A listing of the past week’s journalistic comparisons to PW.
Jesse Malin. Gregory Gaston of Cincinnati’s City Beat: Malin and his music also resemble one of his idols, Paul Westerberg, the former lead Replacement whose solo career has often been criticized for reflecting a more “mature” vision compared to his wild days of yore.
Wendy (of Prince’s Wendy & Lisa fame?!?!) Danny Sigelman of MPR’s The Current: The show peaked when Larry Graham and Wendy Melvoin (who I mistook for a second as Paul Westerberg) joined the band and tore through an extended medley of Sly and the Family Stone tunes.
Ryan Adams (always an easy target) Peter Bothum of the Delaware News Journal: But at least he didn’t cop someone’s act, like Ryan did with his Xerox job on Paul Westerberg’s schtick — the flaky behavior, the disheveled hair, the cigarette dangling.
Cabin. Jeffery Lee Puckett of the Louisville Courier-Journal: “Dance With Me” is a reflection on first love that positively aches in all the best ways, like the way a good, sappy Paul Westerberg song will (think “First Glimmer”)

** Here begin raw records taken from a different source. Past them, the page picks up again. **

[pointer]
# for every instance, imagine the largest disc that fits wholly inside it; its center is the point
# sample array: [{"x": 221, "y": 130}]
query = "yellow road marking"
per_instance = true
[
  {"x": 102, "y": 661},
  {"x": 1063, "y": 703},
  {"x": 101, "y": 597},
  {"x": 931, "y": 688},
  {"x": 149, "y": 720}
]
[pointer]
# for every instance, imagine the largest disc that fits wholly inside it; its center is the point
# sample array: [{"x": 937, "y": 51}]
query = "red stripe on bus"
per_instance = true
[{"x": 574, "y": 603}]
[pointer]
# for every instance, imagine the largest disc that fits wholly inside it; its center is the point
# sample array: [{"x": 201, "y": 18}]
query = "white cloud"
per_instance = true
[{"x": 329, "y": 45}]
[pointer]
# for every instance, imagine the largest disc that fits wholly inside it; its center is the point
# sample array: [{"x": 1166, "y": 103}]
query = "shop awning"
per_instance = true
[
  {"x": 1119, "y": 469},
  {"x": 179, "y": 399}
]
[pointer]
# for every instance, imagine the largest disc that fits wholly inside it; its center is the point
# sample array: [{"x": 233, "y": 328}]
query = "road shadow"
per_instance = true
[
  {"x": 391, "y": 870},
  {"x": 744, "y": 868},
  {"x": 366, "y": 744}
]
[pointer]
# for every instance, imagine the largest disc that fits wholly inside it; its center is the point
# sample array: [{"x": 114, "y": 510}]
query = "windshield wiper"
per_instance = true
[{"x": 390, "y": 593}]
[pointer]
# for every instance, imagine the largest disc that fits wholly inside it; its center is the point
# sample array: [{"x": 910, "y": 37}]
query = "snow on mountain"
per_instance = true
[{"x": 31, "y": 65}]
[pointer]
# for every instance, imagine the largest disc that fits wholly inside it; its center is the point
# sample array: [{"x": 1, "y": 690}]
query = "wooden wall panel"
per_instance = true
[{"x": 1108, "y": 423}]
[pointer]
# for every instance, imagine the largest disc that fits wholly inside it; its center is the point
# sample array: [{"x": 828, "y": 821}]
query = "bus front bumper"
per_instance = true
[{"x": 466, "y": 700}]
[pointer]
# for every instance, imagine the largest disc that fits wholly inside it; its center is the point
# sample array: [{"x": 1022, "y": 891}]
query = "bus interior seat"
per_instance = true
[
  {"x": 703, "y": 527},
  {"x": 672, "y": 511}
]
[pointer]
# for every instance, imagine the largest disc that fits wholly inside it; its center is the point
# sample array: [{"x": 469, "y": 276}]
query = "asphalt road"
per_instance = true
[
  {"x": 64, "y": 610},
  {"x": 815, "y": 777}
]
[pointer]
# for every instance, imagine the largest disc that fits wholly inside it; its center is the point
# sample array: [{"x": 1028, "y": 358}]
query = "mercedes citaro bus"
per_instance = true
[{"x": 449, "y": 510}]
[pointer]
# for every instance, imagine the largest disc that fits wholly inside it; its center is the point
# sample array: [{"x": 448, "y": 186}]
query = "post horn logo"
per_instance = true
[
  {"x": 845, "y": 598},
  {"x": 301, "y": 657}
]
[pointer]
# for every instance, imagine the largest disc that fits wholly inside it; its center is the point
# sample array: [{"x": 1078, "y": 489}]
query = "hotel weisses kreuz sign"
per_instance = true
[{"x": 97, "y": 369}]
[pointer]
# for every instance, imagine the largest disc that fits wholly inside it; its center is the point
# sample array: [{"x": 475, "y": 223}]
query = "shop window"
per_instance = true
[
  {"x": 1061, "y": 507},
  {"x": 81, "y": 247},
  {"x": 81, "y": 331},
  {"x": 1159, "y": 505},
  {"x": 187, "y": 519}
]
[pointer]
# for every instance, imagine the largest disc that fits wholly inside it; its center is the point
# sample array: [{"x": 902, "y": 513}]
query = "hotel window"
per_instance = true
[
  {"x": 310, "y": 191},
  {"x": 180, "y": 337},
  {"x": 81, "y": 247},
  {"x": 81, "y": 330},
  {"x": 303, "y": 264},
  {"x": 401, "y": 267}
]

Ryan Adams (again) Jon M. Gilbertson of the Milwaukee Journal-Sentinel: With lush vocal sweetness reminiscent of Anne Murray’s early recordings and fragility lifted from Paul Westerberg’s wry woe, Adams eases into the dawning hope of “Goodnight Rose,” the slow grit of “Halloween Head” and the soft heartbreak of “Two Hearts.”
Matt Fisher And The Telephone Junkies. Joe Master of the Asbury Park Press: Taking his cues from the likes of Sir Paul, Joe Jackson and Paul Westerberg, Fisher has managed to navigate between power-pop bliss and art-rock noise with the very same shrewdness that his rock and roll heroes rode straight up the zeitgeist.
Spoon. Jim Farber of the NY Daily News: Singer Daniel’s husky voice can remind you of Paul Westerberg one minute, John Lennon the next.